Again, what makes you think people are discussing different/multiple bugs here? I'm not, and scanning over the comments I don't see anyone else doing so either. (And even if someone did post a comment that wasn't related to the original problem, how can that possibly render the original report NOTABUG?) Also, what does "Feel free to reopen individual reports" mean? This (djdave.au's) report looks like an "individual report" to me, and it describes the problem I've been experiencing perfectly.
I think he means open another Bugzilla bug # specific to 4.1-9. I'll check if it has already been done, and if not I'm opening it myself. All of my systems are experiencing this same problem, although more rarely, with 4.1-9. This is the only thing preventing me from telling people "RH 8.0 is ready."

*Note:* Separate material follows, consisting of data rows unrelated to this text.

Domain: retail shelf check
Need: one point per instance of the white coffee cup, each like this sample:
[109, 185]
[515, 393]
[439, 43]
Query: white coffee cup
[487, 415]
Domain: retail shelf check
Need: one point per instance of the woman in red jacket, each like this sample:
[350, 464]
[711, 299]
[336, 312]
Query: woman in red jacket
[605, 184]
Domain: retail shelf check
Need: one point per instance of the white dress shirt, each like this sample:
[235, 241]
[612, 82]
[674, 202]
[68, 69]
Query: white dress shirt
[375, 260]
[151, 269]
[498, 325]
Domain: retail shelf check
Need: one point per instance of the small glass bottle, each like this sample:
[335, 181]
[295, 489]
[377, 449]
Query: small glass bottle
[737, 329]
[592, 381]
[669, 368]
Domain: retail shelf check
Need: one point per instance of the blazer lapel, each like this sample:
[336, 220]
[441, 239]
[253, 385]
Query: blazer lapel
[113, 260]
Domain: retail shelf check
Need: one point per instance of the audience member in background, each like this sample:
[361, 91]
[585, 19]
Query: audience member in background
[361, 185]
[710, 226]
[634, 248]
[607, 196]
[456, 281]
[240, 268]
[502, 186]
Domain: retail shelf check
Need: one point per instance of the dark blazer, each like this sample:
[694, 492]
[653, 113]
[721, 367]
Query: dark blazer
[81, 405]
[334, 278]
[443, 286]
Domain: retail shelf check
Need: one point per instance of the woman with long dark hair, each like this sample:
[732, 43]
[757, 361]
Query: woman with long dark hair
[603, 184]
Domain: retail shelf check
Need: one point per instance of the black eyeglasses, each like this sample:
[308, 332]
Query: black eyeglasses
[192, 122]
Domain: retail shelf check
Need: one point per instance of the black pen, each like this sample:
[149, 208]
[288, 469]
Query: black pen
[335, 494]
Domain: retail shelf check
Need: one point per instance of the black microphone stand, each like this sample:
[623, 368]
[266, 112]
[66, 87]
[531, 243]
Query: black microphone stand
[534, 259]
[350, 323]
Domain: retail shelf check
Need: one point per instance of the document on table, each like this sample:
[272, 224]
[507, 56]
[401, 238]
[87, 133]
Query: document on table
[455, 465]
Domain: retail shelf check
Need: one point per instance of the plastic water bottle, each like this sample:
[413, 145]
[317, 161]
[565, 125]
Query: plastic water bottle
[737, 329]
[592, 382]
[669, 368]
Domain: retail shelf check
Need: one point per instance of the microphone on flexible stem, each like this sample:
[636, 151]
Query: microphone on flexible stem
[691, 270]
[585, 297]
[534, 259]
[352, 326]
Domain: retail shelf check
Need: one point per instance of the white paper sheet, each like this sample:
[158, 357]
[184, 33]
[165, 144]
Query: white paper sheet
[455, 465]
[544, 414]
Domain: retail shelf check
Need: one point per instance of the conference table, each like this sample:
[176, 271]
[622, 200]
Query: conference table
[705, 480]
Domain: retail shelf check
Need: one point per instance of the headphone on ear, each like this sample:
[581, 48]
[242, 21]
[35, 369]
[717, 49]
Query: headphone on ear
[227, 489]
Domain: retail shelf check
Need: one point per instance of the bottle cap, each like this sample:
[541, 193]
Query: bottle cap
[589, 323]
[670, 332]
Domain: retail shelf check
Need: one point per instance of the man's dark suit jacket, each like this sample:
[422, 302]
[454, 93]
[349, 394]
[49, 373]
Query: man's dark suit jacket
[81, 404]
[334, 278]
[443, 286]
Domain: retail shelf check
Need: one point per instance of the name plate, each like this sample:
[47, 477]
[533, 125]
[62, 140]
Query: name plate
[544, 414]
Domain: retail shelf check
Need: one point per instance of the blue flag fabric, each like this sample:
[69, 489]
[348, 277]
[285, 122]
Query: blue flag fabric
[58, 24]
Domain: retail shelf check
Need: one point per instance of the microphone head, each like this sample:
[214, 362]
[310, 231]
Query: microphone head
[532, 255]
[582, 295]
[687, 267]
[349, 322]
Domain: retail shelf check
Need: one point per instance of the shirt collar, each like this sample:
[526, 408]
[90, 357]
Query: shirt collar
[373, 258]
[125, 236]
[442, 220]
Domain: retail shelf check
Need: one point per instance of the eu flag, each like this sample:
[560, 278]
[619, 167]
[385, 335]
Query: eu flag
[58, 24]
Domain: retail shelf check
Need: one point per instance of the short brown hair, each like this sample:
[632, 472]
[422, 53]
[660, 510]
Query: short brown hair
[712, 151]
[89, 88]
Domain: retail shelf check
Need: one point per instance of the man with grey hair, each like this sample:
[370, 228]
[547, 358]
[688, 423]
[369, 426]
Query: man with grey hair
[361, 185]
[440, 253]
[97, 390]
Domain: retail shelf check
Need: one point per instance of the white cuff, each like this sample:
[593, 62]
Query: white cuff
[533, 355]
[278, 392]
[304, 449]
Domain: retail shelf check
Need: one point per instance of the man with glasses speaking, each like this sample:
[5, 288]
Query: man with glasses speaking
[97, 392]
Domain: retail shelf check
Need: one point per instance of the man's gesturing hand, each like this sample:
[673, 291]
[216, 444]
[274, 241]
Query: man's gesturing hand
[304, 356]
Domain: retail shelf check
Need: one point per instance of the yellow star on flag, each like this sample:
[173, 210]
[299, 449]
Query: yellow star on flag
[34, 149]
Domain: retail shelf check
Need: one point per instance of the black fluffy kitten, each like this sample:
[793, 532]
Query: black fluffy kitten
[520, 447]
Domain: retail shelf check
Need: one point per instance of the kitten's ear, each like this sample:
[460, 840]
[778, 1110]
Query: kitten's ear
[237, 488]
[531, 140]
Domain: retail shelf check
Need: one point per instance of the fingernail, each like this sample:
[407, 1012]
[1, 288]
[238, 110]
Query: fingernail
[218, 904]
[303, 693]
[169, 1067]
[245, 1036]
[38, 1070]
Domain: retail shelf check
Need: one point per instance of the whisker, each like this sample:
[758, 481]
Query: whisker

I've just opened a fresh bugreport for this - bug #77562.
Just an FYI, If anyone is using synaptic while trying to rpm via cli try stopping Synaptic/apt-get or red-carpet. I have tested this scenario and had several problems and in most cases te hang was due to multiple calls to the db lock files which as all of know does not like to play with other kids. Once I had stopped all apps trying to access the db removed all the _* files out of /var/lib/rpm, I was able to successfully remove/install whatever I wanted. Again this is one persons evaluation and may or may not shed any light on the issue at hand, but definately woth a try. Peace!
yes Rusty that is good advice. I turned off the red-carpet daemon, and the problem stopped. I think it is related to multiple clients querying the rpm database at the same time. thank you!
a reboot is a nice workaround, but if you remove the stale lock files /var/lib/rpm/__db* you will also get rpm to work again!